Starting signal! This Monday, Gilles Houbart, suffering from Charcot disease, left the city of Bellentre, in Savoie. His goal: to travel in an electric wheelchair the 788 kilometers that separate him from Paris, his arrival is scheduled for June 11. He will finish his run at the foot of the Ministry of Health. A long journey through France which he hopes will draw the attention of citizens and public authorities to Charcot’s disease, a disabling neurodegenerative pathology.
Unflinching determination
To complete his journey, the man hopes to travel fifty kilometers daily. At each stage, members of the association he founded will sign a petition asking for better accessibility for people with reduced mobility, and more significant financial aid.

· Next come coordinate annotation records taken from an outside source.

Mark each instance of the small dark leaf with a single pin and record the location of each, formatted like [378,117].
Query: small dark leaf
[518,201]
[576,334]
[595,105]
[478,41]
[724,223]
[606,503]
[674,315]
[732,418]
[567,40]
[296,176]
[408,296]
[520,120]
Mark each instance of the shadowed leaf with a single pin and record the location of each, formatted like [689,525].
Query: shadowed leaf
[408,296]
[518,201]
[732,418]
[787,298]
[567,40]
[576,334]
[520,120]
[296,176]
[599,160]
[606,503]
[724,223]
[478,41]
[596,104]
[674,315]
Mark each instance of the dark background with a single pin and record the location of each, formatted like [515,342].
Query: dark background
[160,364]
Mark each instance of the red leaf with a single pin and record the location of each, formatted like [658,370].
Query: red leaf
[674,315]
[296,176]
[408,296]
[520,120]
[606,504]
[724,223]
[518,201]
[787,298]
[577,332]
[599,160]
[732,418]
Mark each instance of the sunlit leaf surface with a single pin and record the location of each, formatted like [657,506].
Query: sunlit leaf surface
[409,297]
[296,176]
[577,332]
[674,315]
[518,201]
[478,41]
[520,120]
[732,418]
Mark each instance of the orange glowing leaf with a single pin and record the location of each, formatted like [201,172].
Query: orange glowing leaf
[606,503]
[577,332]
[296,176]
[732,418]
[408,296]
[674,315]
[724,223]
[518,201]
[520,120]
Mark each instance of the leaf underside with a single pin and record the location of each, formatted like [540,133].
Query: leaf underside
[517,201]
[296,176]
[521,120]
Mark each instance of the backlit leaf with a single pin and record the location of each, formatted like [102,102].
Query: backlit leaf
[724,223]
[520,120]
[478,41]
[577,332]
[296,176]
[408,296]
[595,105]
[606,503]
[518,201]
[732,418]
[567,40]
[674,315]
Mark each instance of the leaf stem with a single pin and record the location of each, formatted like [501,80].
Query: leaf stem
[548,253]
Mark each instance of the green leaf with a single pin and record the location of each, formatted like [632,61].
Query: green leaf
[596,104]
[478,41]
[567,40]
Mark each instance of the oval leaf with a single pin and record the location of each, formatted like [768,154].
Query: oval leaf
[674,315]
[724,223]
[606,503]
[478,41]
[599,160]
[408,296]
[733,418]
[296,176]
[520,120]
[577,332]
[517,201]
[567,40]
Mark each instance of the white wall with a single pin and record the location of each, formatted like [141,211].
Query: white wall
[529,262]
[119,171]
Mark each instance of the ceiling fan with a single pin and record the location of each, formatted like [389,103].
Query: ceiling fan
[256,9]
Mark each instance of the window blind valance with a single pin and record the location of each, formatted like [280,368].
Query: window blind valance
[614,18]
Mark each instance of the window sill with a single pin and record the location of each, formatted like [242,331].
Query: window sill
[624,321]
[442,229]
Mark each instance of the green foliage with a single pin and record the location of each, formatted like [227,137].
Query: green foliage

In 2011, Gilles Houbart, a retired former military man, was diagnosed with amyotrophic lateral sclerosis, also known as Charcot’s disease. Determined to do battle with the disease, he founded his association dedicated to supporting sick people: The long road for patients with ALS. A lover of the great outdoors, a few years later he created his paragliding and mountain sports school. He thus intends to rally Ebaudiaz (Savoie) and Touvet (Isère) in a paraglider with a disability to then make a crossing of Grenoble in rafting on the Isère. Interviewed by the Dauphiné Libéré, the man says he is “in good condition”, even after five years of illness.
Charcot’s disease is a pathology characterized by progressive degeneration of neurons in the cerebral cortex in particular. It gradually causes paralysis of the entire skeletal musculature of the limbs, trunk (respiratory muscles) and head.